Scaling from a table on the Wikipedia page on HT, it looks like the theoretical max for 2 GHz/16-bit/unidirectional transfer is 8 GB/sec. (Seriously?? They put 42 lanes of PCI-Express 2.0 on the other side of link that can only do 8 GB/sec?!)

I guess I just finished reading the same page and came to the same conclusion. That is a slightly more polite version of my reaction :)

I might be able to live with it. Thankfully, even the dual card transfer times are small compared to what the GPU code does with the arrays, so the overall effect isn’t enormous. It was only when I started comparing model predictions of the code performance with actual measurements that I noticed a discrepancy in the transfer time predictions. Of course I had assiduously fitted the model with measured data from single GPU transfer measurements…

Even the 36 lane X58 boards get no more than 10GB/s of concurrent bandwidth.

@ avidday

What was the take-away/explanation of your results? As I am about to venture into multi-GPU, I would like to understand this better.

Thanks

MMB

Basically it looks like there is about 6.5Gb/s of usable bandwidth on the HT link between the 790FX IO hub (where the PCI-e controller is) and the CPU/memory controller. So for a single GT200 GPU, large, sustained transfers are PCI-e bus limited (something like 5.2 Gb/s). For two GT200 GPUs performing simultaneous large, sustained transfers, the bottle neck appears to move to the HT link. The total transfer bandwidth is certainly higher than for the single GPU (6.5 Gb/s over 5,5 Gb/s), but the per GPU performance is lower.

You should keep in mind that my application is performing really large transfers simultaneously - pretty much filling both GPUs memory in 3 transactions. This should be the absolute worst case. For smaller transfers, latency rather than bandwidth should dominate the transfer performance and I don’t see any evidence that latency is worse in the dual GPU case.
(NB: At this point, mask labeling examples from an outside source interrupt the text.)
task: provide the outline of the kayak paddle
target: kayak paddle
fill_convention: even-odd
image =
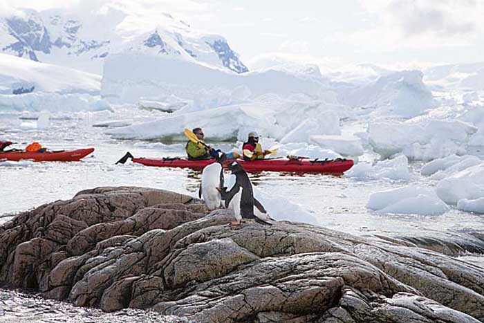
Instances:
[[[130,153],[129,151],[128,151],[127,153],[126,153],[126,154],[125,154],[124,156],[123,156],[121,158],[121,159],[120,159],[119,160],[118,160],[118,161],[116,162],[116,163],[114,164],[114,165],[117,165],[117,164],[124,164],[124,163],[126,163],[126,161],[128,160],[128,158],[131,158],[131,159],[133,159],[133,155],[131,155],[131,153]]]

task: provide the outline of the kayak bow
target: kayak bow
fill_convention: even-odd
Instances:
[[[0,153],[0,160],[6,159],[19,161],[22,159],[31,159],[35,161],[79,161],[93,151],[94,148],[43,153],[24,151],[6,151]]]

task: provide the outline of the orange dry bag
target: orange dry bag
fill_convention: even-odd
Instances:
[[[35,152],[38,151],[40,149],[42,149],[42,146],[40,145],[40,144],[37,142],[32,142],[30,145],[27,146],[25,149],[27,151],[30,152]]]

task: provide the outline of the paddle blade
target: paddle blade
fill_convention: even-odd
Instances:
[[[119,160],[118,160],[118,161],[116,162],[116,163],[114,164],[114,165],[124,164],[124,163],[126,163],[126,161],[128,160],[128,158],[133,159],[133,155],[131,155],[131,153],[130,153],[129,151],[128,151],[127,153],[126,153],[126,154],[125,154],[124,156],[123,156],[122,158],[121,159],[120,159]]]
[[[277,154],[277,149],[279,149],[280,145],[275,145],[269,149],[270,151],[270,156],[276,156]]]
[[[185,136],[186,136],[187,138],[189,139],[190,141],[193,141],[194,142],[196,143],[198,143],[200,141],[198,138],[196,138],[196,135],[194,133],[192,130],[185,128],[183,131],[183,133],[185,133]]]
[[[198,144],[201,147],[207,147],[208,148],[208,146],[207,144],[203,142],[202,140],[198,139],[198,138],[196,136],[195,133],[193,133],[193,131],[189,129],[185,128],[185,130],[183,130],[183,133],[185,133],[185,136],[187,136],[187,138],[192,142],[195,142],[196,144]]]

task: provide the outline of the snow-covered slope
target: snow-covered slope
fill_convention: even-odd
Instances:
[[[175,95],[193,99],[201,91],[232,91],[244,86],[254,96],[304,93],[334,97],[319,80],[283,71],[237,74],[185,59],[124,53],[106,57],[102,95],[112,102],[136,102],[142,98]]]
[[[0,94],[27,92],[99,95],[101,77],[0,53]]]
[[[384,109],[391,114],[412,118],[436,105],[422,77],[420,71],[394,72],[356,88],[339,87],[339,100],[352,107]]]
[[[248,71],[223,37],[194,30],[138,2],[84,2],[71,12],[23,10],[21,15],[0,18],[0,51],[97,74],[102,74],[105,57],[124,51]]]
[[[425,82],[435,88],[484,90],[484,62],[440,65],[423,72]]]

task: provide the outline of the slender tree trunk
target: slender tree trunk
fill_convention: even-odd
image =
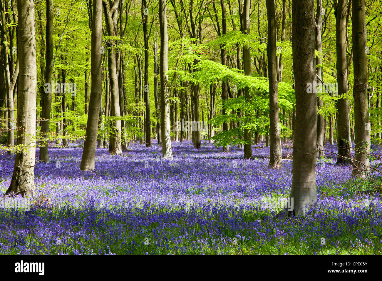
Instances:
[[[276,2],[267,0],[268,15],[268,67],[269,82],[269,123],[270,128],[270,154],[269,167],[281,166],[281,138],[278,123],[278,87],[276,59]]]
[[[60,92],[62,95],[62,98],[61,100],[62,107],[62,146],[64,147],[68,147],[69,146],[68,144],[68,140],[66,140],[66,87],[65,86],[66,83],[66,71],[65,69],[61,70],[62,74],[62,83],[61,85],[63,85],[63,87],[61,87]]]
[[[17,101],[18,145],[25,148],[16,154],[13,174],[5,192],[29,195],[36,190],[36,77],[34,5],[33,0],[17,0],[18,16],[19,84]]]
[[[348,1],[338,0],[336,15],[336,54],[337,77],[338,80],[338,99],[337,101],[337,164],[351,162],[350,141],[349,132],[350,119],[350,105],[346,98],[348,93],[348,72],[346,65],[346,18]]]
[[[250,0],[244,0],[244,9],[243,16],[244,18],[244,30],[243,33],[249,34],[250,30],[249,10],[251,1]],[[248,76],[251,76],[251,49],[249,45],[244,45],[243,47],[243,55],[244,57],[244,74]],[[244,89],[245,99],[248,101],[251,99],[249,89],[248,87]],[[252,148],[251,133],[248,129],[244,130],[244,139],[246,143],[244,145],[244,158],[246,159],[252,158]]]
[[[224,2],[225,0],[220,0],[220,1],[222,6],[222,35],[223,36],[227,33],[227,11]],[[225,45],[222,45],[220,46],[220,56],[222,58],[222,64],[223,65],[227,65],[227,57]],[[228,89],[227,88],[227,81],[222,81],[222,99],[223,101],[226,101],[228,99]],[[224,107],[223,107],[222,109],[222,115],[226,115],[227,114],[227,112],[226,112],[226,109]],[[223,123],[223,130],[228,132],[229,129],[228,123],[226,122]],[[229,150],[230,146],[228,145],[223,146],[223,151],[228,152]]]
[[[149,87],[149,34],[147,30],[147,22],[148,13],[144,12],[146,8],[146,0],[142,0],[141,12],[142,15],[142,23],[143,34],[144,39],[144,102],[146,106],[146,146],[151,146],[151,119],[150,112],[150,95]]]
[[[317,3],[317,16],[316,22],[316,49],[320,53],[318,57],[316,58],[316,65],[319,65],[316,68],[317,75],[321,80],[322,80],[322,67],[320,66],[322,63],[321,54],[322,52],[322,17],[324,16],[322,6],[322,0],[316,0]],[[322,85],[324,87],[324,85]],[[322,94],[320,94],[320,96]],[[320,109],[323,106],[322,97],[317,98],[318,109]],[[325,118],[322,114],[319,114],[317,121],[317,156],[323,156],[324,153],[324,135],[325,128]]]
[[[307,94],[308,83],[315,84],[316,81],[314,3],[314,0],[294,0],[292,6],[296,126],[290,197],[293,199],[293,209],[290,214],[304,215],[317,200],[317,95]]]
[[[329,143],[331,145],[334,143],[333,141],[333,135],[334,134],[334,130],[333,126],[333,115],[329,116]]]
[[[159,0],[159,26],[160,29],[160,102],[162,117],[162,156],[163,158],[172,159],[172,149],[170,137],[170,105],[168,75],[167,74],[167,16],[166,0]]]
[[[94,170],[100,109],[102,97],[102,0],[93,0],[92,23],[91,78],[89,113],[80,170]]]
[[[370,123],[367,98],[367,57],[366,46],[366,7],[365,0],[353,0],[352,37],[354,68],[354,131],[355,162],[353,174],[363,177],[369,171],[367,154],[370,149]]]
[[[104,0],[104,9],[106,18],[107,29],[109,36],[114,36],[117,25],[119,0],[116,0],[110,8],[105,0]],[[112,120],[110,128],[110,154],[121,156],[122,144],[121,134],[121,111],[119,106],[118,79],[116,65],[115,42],[112,39],[107,42],[108,46],[108,62],[109,70],[109,81],[110,83],[110,116]]]
[[[102,94],[101,91],[101,94]],[[103,141],[102,140],[102,135],[104,135],[104,124],[103,124],[103,120],[102,120],[102,95],[101,96],[101,102],[100,102],[99,105],[99,115],[98,118],[98,127],[100,128],[100,129],[101,130],[101,132],[98,134],[97,137],[97,148],[102,148],[102,145],[103,144]],[[88,117],[88,118],[89,117]]]
[[[45,93],[44,93],[42,107],[42,121],[41,132],[44,139],[42,145],[40,148],[40,161],[49,163],[49,153],[48,151],[48,134],[50,119],[52,107],[52,93],[54,87],[53,78],[53,1],[47,0],[46,26],[46,63],[45,67]],[[47,86],[49,91],[47,91]]]
[[[158,39],[154,42],[154,99],[155,101],[155,111],[158,114],[158,121],[157,122],[157,138],[158,144],[162,143],[162,133],[160,132],[160,109],[158,97]]]

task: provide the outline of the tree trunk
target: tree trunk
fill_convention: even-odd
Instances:
[[[346,58],[346,18],[348,1],[338,0],[336,15],[336,41],[337,56],[337,77],[338,80],[338,99],[337,107],[337,164],[349,164],[350,140],[349,137],[350,119],[349,102],[346,96],[348,93],[348,73]],[[341,157],[343,156],[343,157]],[[348,159],[347,159],[348,158]]]
[[[269,167],[278,168],[281,165],[281,139],[278,121],[278,88],[276,49],[276,2],[267,0],[268,16],[268,75],[269,83],[269,123],[270,154]]]
[[[119,0],[116,0],[110,8],[104,0],[104,9],[106,18],[107,29],[109,36],[115,36],[118,11],[117,8]],[[112,116],[110,128],[110,154],[122,155],[121,135],[121,111],[119,106],[119,94],[118,80],[116,65],[115,42],[110,39],[107,42],[108,47],[108,63],[109,70],[109,82],[110,83],[110,116]]]
[[[52,107],[52,92],[53,90],[53,1],[47,0],[46,63],[45,67],[45,86],[42,107],[41,132],[43,138],[40,148],[40,161],[49,163],[47,138]],[[48,86],[48,91],[46,91]]]
[[[365,0],[353,0],[352,37],[354,69],[354,131],[355,162],[353,174],[363,177],[369,171],[370,124],[367,98],[367,57]]]
[[[92,88],[80,170],[94,170],[96,146],[102,97],[102,0],[94,0],[92,23]]]
[[[303,216],[317,200],[317,95],[307,94],[308,83],[315,84],[316,81],[314,3],[313,0],[294,0],[292,6],[296,124],[290,196],[293,208],[289,213]]]
[[[162,119],[162,156],[165,159],[172,159],[172,149],[170,137],[170,105],[168,75],[167,67],[167,16],[166,0],[159,0],[159,26],[160,30],[160,102]]]
[[[61,85],[63,85],[63,87],[60,86],[60,92],[62,95],[62,146],[64,147],[68,147],[69,146],[68,144],[68,140],[66,140],[66,87],[65,86],[66,83],[66,71],[65,69],[61,70],[62,75],[62,83]]]
[[[156,38],[154,41],[154,99],[158,119],[157,122],[157,138],[158,144],[160,145],[162,143],[162,139],[160,132],[160,109],[158,97],[158,39]]]
[[[249,10],[250,9],[250,0],[244,0],[244,10],[242,14],[244,17],[244,30],[243,33],[249,34],[250,30]],[[248,76],[251,76],[251,49],[249,45],[244,44],[243,47],[243,55],[244,57],[244,74]],[[245,99],[248,101],[251,99],[249,89],[248,87],[244,89]],[[244,139],[246,143],[244,145],[244,158],[246,159],[252,158],[252,147],[251,133],[248,129],[244,130]]]
[[[224,36],[227,33],[227,11],[225,9],[225,4],[224,3],[225,0],[220,0],[220,2],[222,6],[222,35]],[[227,65],[227,57],[226,56],[226,50],[224,45],[220,46],[220,56],[222,58],[222,64],[223,65]],[[222,81],[222,99],[223,101],[226,101],[228,99],[228,89],[227,88],[227,82],[226,81]],[[223,107],[222,109],[222,115],[227,115],[225,108]],[[229,128],[228,127],[228,123],[225,122],[223,123],[223,130],[228,132]],[[223,147],[223,151],[228,152],[230,150],[230,146],[227,145]]]
[[[151,119],[150,112],[150,95],[149,89],[149,34],[147,30],[148,13],[144,12],[146,8],[146,0],[142,0],[141,12],[143,35],[144,39],[144,102],[146,106],[146,123],[145,128],[146,132],[146,146],[151,146]]]
[[[322,63],[321,58],[322,52],[322,17],[324,16],[322,6],[322,0],[316,0],[317,3],[317,18],[316,20],[316,49],[319,52],[318,57],[316,58],[316,65],[321,65]],[[322,80],[322,67],[317,66],[316,68],[317,75],[321,80]],[[322,87],[323,87],[323,85]],[[322,94],[320,94],[320,96]],[[323,106],[322,99],[321,96],[319,97],[317,100],[318,109],[320,109]],[[322,114],[319,114],[317,119],[317,155],[322,157],[325,155],[324,153],[324,126],[325,118]]]
[[[17,144],[26,147],[16,154],[13,174],[5,192],[29,195],[36,190],[36,95],[37,91],[34,5],[17,0],[19,84],[17,101]]]

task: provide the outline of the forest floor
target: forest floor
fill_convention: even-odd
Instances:
[[[173,160],[156,143],[132,143],[123,157],[97,149],[91,172],[79,171],[82,147],[50,148],[50,162],[35,167],[31,210],[0,208],[0,254],[382,253],[382,177],[352,178],[327,152],[316,167],[319,206],[279,218],[264,202],[290,192],[290,143],[277,170],[264,143],[252,160],[202,145],[173,142]],[[0,155],[2,193],[14,163]]]

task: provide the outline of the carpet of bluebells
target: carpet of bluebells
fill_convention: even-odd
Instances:
[[[264,144],[253,160],[204,141],[172,146],[173,160],[156,144],[133,143],[123,156],[97,149],[89,172],[79,169],[81,144],[50,148],[48,164],[37,149],[31,210],[0,209],[0,254],[382,253],[382,177],[352,177],[351,166],[335,165],[335,146],[317,160],[319,204],[305,217],[261,203],[290,192],[290,143],[279,169],[268,168]],[[0,155],[2,193],[14,162]]]

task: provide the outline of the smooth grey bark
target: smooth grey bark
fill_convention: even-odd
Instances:
[[[293,209],[289,213],[297,216],[304,215],[317,201],[317,94],[307,93],[308,83],[314,84],[316,81],[314,0],[294,0],[292,7],[296,121],[290,195],[293,198]]]
[[[102,0],[94,0],[92,23],[92,86],[89,114],[80,170],[94,170],[96,147],[102,97]]]
[[[162,156],[172,159],[172,149],[170,137],[170,104],[168,75],[167,74],[168,38],[166,0],[159,0],[159,26],[160,29],[160,109],[162,116]]]
[[[142,26],[144,40],[144,73],[143,75],[144,81],[144,103],[146,106],[146,122],[145,124],[146,129],[146,146],[151,146],[151,119],[150,111],[150,93],[149,87],[149,33],[147,31],[147,23],[148,20],[148,13],[144,12],[144,9],[147,8],[146,0],[142,0],[141,11],[142,16]],[[147,86],[146,86],[147,85]]]
[[[322,59],[320,54],[322,52],[322,18],[324,15],[323,13],[322,0],[316,0],[317,3],[317,19],[316,21],[316,49],[320,54],[316,58],[316,65],[317,65],[316,69],[317,75],[320,79],[322,80]],[[323,10],[324,11],[325,10]],[[324,87],[324,85],[322,85]],[[322,94],[321,94],[322,95]],[[324,104],[321,97],[317,98],[317,106],[318,109],[320,109]],[[325,127],[325,118],[321,114],[319,114],[317,119],[317,156],[323,156],[325,155],[324,153],[324,135],[326,128]]]
[[[155,109],[158,114],[159,121],[157,122],[157,138],[158,144],[162,143],[162,133],[160,132],[160,109],[159,100],[158,96],[158,39],[156,38],[154,41],[154,100],[155,101]]]
[[[63,59],[62,55],[61,55],[62,59]],[[62,84],[65,85],[66,82],[66,71],[65,69],[61,70],[61,75],[62,76]],[[62,98],[61,99],[61,106],[62,109],[62,146],[64,147],[68,147],[68,140],[66,140],[66,87],[64,86],[63,89],[60,89]]]
[[[336,17],[336,51],[338,99],[336,104],[337,114],[337,164],[350,164],[351,141],[349,138],[350,107],[348,93],[348,68],[346,63],[346,17],[348,1],[338,0]]]
[[[266,0],[268,17],[268,75],[269,83],[269,123],[270,153],[269,168],[278,168],[281,166],[281,138],[278,120],[278,86],[276,54],[276,2]]]
[[[331,145],[332,145],[334,143],[333,141],[333,135],[334,133],[334,126],[333,126],[333,115],[330,115],[329,116],[329,143]]]
[[[118,15],[117,8],[119,0],[111,2],[111,6],[106,0],[103,0],[104,13],[106,19],[107,34],[109,36],[116,35],[116,26]],[[116,65],[115,42],[112,39],[107,42],[108,46],[107,60],[109,70],[109,82],[110,83],[110,115],[112,119],[110,127],[110,154],[121,156],[121,111],[119,106],[118,79]]]
[[[37,92],[34,5],[33,0],[17,0],[19,64],[17,101],[17,144],[25,146],[16,153],[9,187],[5,192],[29,195],[36,190],[36,96]]]
[[[7,4],[5,4],[6,9],[7,8]],[[6,18],[6,13],[7,11],[4,10],[4,7],[0,7],[0,17],[1,21],[3,23],[0,24],[0,35],[1,35],[1,41],[2,42],[1,47],[1,53],[0,54],[3,67],[3,71],[2,71],[1,75],[4,75],[3,88],[5,90],[5,94],[3,100],[2,100],[3,104],[5,106],[6,111],[4,112],[5,121],[6,122],[6,128],[8,130],[8,136],[7,142],[8,145],[11,147],[14,146],[15,143],[15,101],[13,100],[13,91],[18,75],[18,60],[16,62],[16,67],[13,70],[13,64],[14,63],[14,56],[13,52],[11,52],[8,54],[9,49],[8,44],[11,47],[13,45],[13,32],[10,31],[9,36],[7,36],[6,28],[5,26],[7,24],[11,24],[12,23],[7,22]],[[13,8],[12,8],[13,10]],[[8,17],[8,19],[9,17]],[[15,22],[17,23],[17,17],[14,18]],[[10,20],[8,22],[10,21]],[[13,30],[14,31],[14,29]],[[8,42],[9,39],[9,42]],[[10,153],[11,151],[9,151]]]
[[[244,8],[242,16],[244,19],[244,27],[243,33],[249,34],[250,31],[249,25],[249,10],[251,6],[250,0],[244,0]],[[251,49],[249,46],[245,44],[243,46],[243,55],[244,57],[244,74],[251,76]],[[245,99],[248,101],[251,98],[249,89],[248,87],[244,89]],[[244,158],[246,159],[252,158],[252,155],[251,133],[248,129],[244,130],[244,139],[246,143],[244,145]]]
[[[45,85],[48,87],[48,93],[44,93],[42,107],[42,120],[41,122],[41,132],[44,141],[40,148],[40,159],[42,162],[49,163],[49,152],[48,151],[48,135],[50,119],[50,109],[52,108],[52,92],[54,87],[53,80],[53,1],[46,1],[46,60],[45,67]],[[45,92],[47,92],[45,88]]]
[[[351,35],[354,69],[354,131],[356,162],[353,174],[365,176],[370,169],[370,123],[367,98],[367,57],[365,0],[353,0]]]

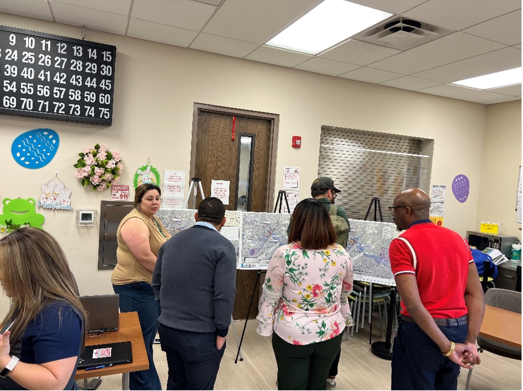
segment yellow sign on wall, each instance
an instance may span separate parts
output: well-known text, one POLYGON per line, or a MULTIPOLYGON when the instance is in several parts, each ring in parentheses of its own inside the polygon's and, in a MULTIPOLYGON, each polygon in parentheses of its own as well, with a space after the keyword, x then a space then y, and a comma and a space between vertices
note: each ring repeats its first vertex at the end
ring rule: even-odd
POLYGON ((437 226, 443 225, 443 217, 430 216, 430 221, 437 226))
POLYGON ((492 233, 494 235, 497 233, 499 224, 496 223, 480 223, 480 232, 485 233, 492 233))

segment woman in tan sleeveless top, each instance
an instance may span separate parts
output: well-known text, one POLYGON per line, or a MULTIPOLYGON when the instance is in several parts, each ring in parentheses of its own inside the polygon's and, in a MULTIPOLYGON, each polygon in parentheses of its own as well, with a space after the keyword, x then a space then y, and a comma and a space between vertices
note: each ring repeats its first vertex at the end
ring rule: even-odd
POLYGON ((160 188, 151 183, 139 186, 134 194, 134 208, 122 220, 116 233, 118 263, 111 282, 120 295, 121 312, 137 311, 149 359, 149 369, 131 372, 131 389, 161 389, 153 361, 153 343, 158 328, 160 306, 151 287, 153 270, 160 247, 170 238, 154 217, 161 203, 160 188))

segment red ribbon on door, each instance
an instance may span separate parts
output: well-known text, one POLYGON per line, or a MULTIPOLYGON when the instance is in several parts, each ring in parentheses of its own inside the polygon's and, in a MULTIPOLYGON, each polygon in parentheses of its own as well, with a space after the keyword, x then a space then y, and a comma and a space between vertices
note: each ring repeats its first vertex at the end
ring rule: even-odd
POLYGON ((232 116, 232 134, 231 135, 231 141, 234 141, 234 134, 236 133, 236 116, 232 116))

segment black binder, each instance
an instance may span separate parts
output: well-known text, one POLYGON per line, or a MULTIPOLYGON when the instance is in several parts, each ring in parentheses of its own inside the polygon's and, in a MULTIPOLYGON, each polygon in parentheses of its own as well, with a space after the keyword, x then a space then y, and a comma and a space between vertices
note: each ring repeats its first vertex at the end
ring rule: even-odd
POLYGON ((78 369, 94 369, 101 365, 112 366, 129 362, 132 362, 132 349, 131 341, 127 341, 86 346, 80 356, 77 368, 78 369))

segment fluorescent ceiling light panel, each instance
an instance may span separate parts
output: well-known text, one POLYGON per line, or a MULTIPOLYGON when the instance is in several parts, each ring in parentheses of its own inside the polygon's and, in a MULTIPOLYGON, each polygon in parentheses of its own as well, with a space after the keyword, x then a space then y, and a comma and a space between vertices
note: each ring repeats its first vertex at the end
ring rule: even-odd
POLYGON ((491 88, 511 86, 513 84, 520 84, 522 79, 523 77, 522 77, 521 68, 515 68, 513 69, 484 75, 471 79, 460 80, 459 81, 454 81, 450 84, 479 90, 488 90, 491 88))
POLYGON ((266 44, 316 54, 392 15, 346 0, 325 0, 266 44))

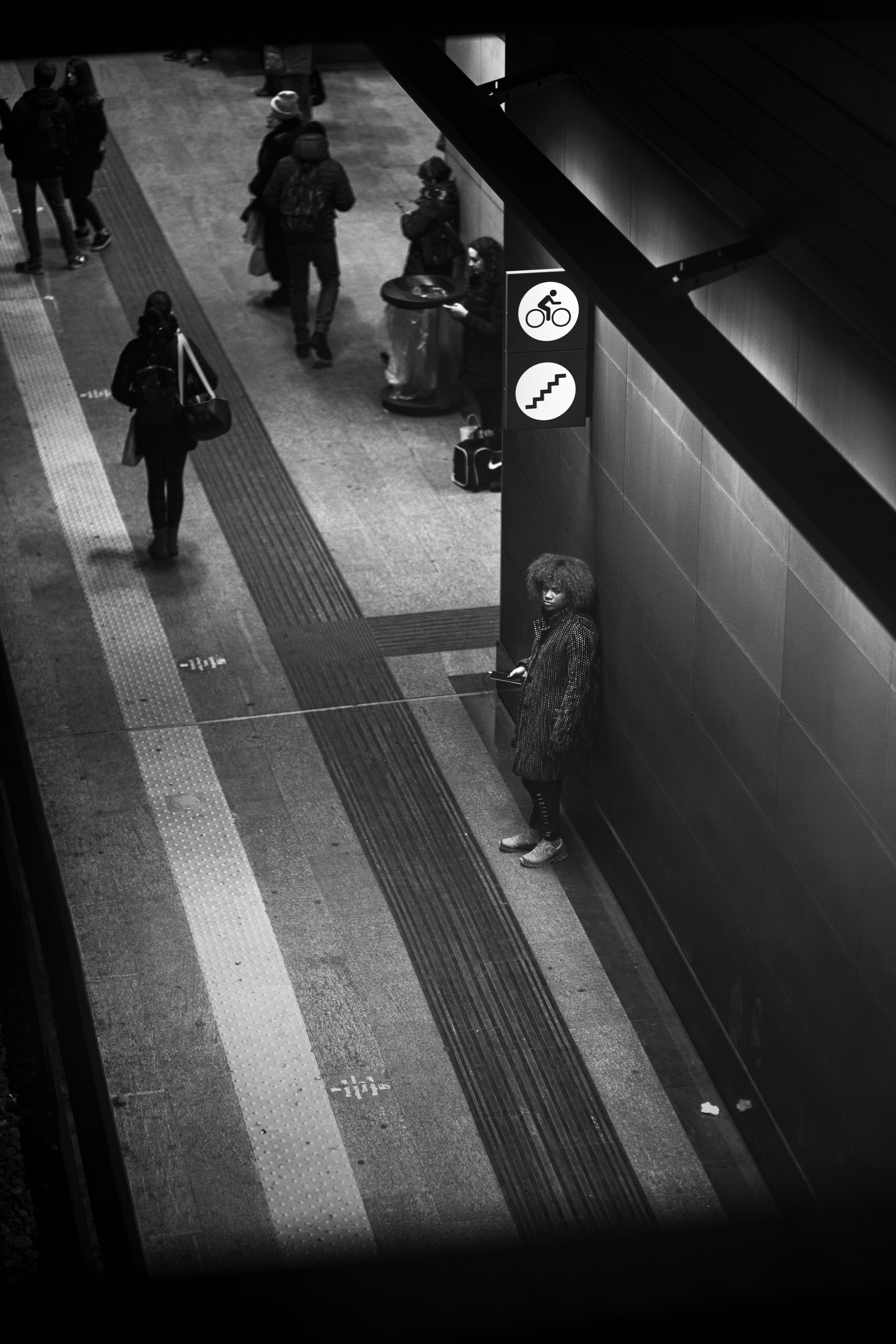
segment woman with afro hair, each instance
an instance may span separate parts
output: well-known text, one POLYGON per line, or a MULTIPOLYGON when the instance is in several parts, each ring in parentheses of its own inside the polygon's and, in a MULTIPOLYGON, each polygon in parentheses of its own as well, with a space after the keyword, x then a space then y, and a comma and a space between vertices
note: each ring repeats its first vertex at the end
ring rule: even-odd
POLYGON ((539 555, 527 574, 540 598, 535 644, 510 676, 523 681, 513 773, 532 798, 525 831, 501 840, 524 868, 568 856, 560 835, 560 790, 591 754, 600 710, 600 636, 594 621, 594 575, 572 555, 539 555))

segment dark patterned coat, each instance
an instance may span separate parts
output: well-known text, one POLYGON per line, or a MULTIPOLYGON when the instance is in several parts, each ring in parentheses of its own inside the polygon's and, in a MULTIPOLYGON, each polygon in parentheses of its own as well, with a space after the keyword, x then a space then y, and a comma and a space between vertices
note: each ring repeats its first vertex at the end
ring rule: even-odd
POLYGON ((520 696, 513 773, 562 780, 583 769, 598 731, 600 636, 590 616, 566 606, 535 622, 520 696))

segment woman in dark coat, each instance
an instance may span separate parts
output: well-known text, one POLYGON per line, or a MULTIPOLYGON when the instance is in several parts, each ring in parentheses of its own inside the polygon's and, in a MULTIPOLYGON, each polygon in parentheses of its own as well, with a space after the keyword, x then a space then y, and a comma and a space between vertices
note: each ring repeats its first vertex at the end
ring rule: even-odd
POLYGON ((271 280, 275 280, 279 286, 273 294, 262 298, 265 308, 289 308, 290 293, 289 263, 286 261, 279 210, 269 210, 262 196, 277 164, 286 155, 292 155, 296 136, 301 129, 302 116, 298 106, 298 94, 293 93, 292 89, 286 89, 283 93, 278 93, 275 98, 271 98, 270 102, 267 134, 258 151, 258 172, 249 184, 249 194, 253 199, 246 211, 257 210, 265 219, 265 259, 267 261, 271 280))
POLYGON ((59 91, 73 113, 73 136, 62 169, 62 185, 75 216, 75 238, 79 242, 90 238, 93 227, 90 251, 102 251, 111 242, 111 234, 90 194, 93 175, 105 156, 107 126, 93 70, 81 56, 73 56, 66 65, 66 78, 59 91))
POLYGON ((461 382, 480 403, 482 429, 501 429, 504 374, 504 249, 494 238, 476 238, 467 247, 467 292, 459 304, 446 304, 463 323, 461 382))
POLYGON ((402 215, 402 233, 410 238, 404 262, 406 276, 450 276, 454 258, 463 251, 458 235, 461 198, 451 169, 443 159, 433 156, 416 169, 423 190, 416 210, 402 215))
POLYGON ((501 840, 521 853, 524 868, 567 857, 560 836, 560 790, 567 774, 586 765, 600 711, 600 637, 594 577, 572 555, 540 555, 527 570, 531 597, 541 599, 535 644, 510 676, 523 681, 513 773, 532 798, 525 831, 501 840))
MULTIPOLYGON (((177 528, 184 508, 184 466, 196 439, 184 427, 177 386, 177 319, 171 297, 161 289, 146 300, 137 320, 137 337, 128 341, 111 380, 111 395, 134 411, 137 453, 146 462, 146 501, 153 538, 149 554, 156 560, 177 555, 177 528)), ((195 341, 189 348, 211 387, 218 374, 195 341)), ((184 399, 204 392, 192 364, 184 359, 184 399)))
If the GPUs aren’t transferring simultaneously, the per GPU performance is still excellent. I think I would still prefer this arrangement to using NF200 switch based boards (which have have both inferior per bandwidth and higher latency during simultaneous GPU operations). Tim indicated that the Intel X58 might be somewhat better in this regard, because the QPI link has higher theoretical bandwidth than the HT link my board has. I haven’t tried my code on a multi-gpu X58 system to say. AMD should be on the verge of rolling out the new 890FX chipset, which may also be an improvement over what I am using.